Kashay: How can y’all say you’re trying. You’re not trying hard enough.
Jessica: Kashay had her say at this school board meeting where Chester High School’s survival was topic number one.
The state of Pennsylvania ran the district for 16 years. And when the state gave control back to the district, school board members say the state left them with a deficit, or a debt, which is why they are in financial trouble now.
“They said we cannot help you at this time. We don’t have the money or we don’t choose to fund you.”
Jessica: To help balance its budget, Pennsylvania cut funding for local schools.

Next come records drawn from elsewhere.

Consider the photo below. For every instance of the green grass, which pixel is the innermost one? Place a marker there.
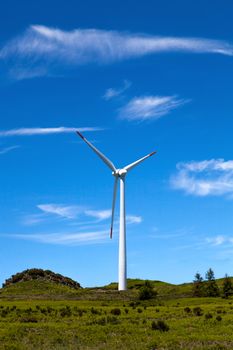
(44, 315)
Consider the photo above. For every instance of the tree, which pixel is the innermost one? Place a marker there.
(211, 289)
(227, 286)
(198, 285)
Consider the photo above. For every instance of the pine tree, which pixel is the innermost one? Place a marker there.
(211, 289)
(198, 285)
(227, 286)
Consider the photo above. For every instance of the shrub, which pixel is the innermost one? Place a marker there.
(147, 291)
(95, 311)
(208, 316)
(28, 320)
(160, 326)
(187, 310)
(112, 319)
(116, 311)
(197, 311)
(227, 287)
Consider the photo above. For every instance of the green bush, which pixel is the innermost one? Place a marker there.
(160, 326)
(197, 311)
(116, 311)
(147, 291)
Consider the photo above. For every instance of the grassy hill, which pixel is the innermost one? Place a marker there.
(40, 312)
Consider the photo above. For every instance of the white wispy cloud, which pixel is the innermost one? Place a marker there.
(69, 212)
(99, 214)
(77, 238)
(8, 149)
(44, 47)
(204, 178)
(149, 107)
(44, 131)
(114, 92)
(133, 219)
(218, 240)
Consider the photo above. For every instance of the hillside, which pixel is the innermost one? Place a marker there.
(45, 284)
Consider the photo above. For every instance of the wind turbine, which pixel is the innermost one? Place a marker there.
(119, 174)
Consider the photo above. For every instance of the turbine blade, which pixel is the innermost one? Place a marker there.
(132, 165)
(101, 155)
(113, 204)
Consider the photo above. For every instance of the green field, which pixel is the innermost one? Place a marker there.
(45, 315)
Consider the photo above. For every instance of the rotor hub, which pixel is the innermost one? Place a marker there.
(119, 173)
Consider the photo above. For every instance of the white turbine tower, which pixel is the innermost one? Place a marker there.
(119, 174)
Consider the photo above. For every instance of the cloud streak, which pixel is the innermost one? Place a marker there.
(113, 92)
(77, 238)
(205, 178)
(44, 131)
(149, 107)
(41, 49)
(68, 212)
(8, 149)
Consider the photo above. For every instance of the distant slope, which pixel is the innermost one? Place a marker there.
(45, 284)
(42, 275)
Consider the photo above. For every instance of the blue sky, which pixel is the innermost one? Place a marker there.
(134, 78)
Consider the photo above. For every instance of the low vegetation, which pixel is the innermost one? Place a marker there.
(42, 314)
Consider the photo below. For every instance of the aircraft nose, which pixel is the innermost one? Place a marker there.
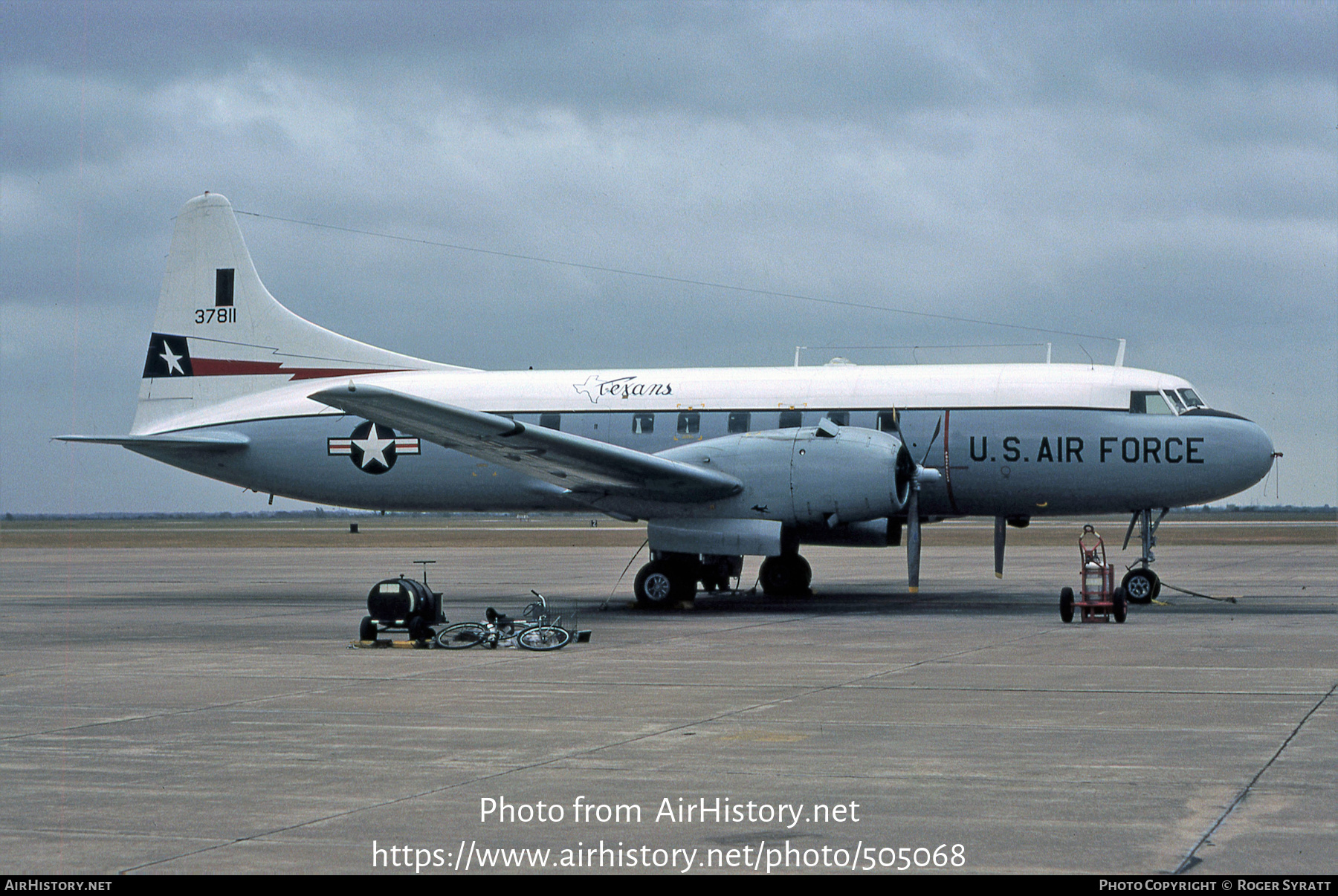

In Chester, that meant the school district would get $12 million less, a reduction of 13%. Sometimes districts can fill that gap in the budget with taxes that come from the community. But low income districts like Chester don’t have that option.
“It puts poorer school districts in a tremendous disadvantage. We’re the first domino to fall.”
Jessica: Since 2008, thirty states cut more than 25 billion from local school budgets. Four slashed school funding by more than 20%. And 278,000 education jobs have been lost nationwide.
The situation in Chester is so bad, educators are paying for supplies out of their own pockets.
“Teachers try their best, most of them. They pay for paper out of their own money.”
Jessica: Pennsylvania just agreed to give Chester $3.2 million in emergency funding. It is enough to make payroll for one month. But then what? The district and the state are weighing the costs of saving Chester’s schools.
Back to you, Scott.
- Why is Chester High School facing financial hardship?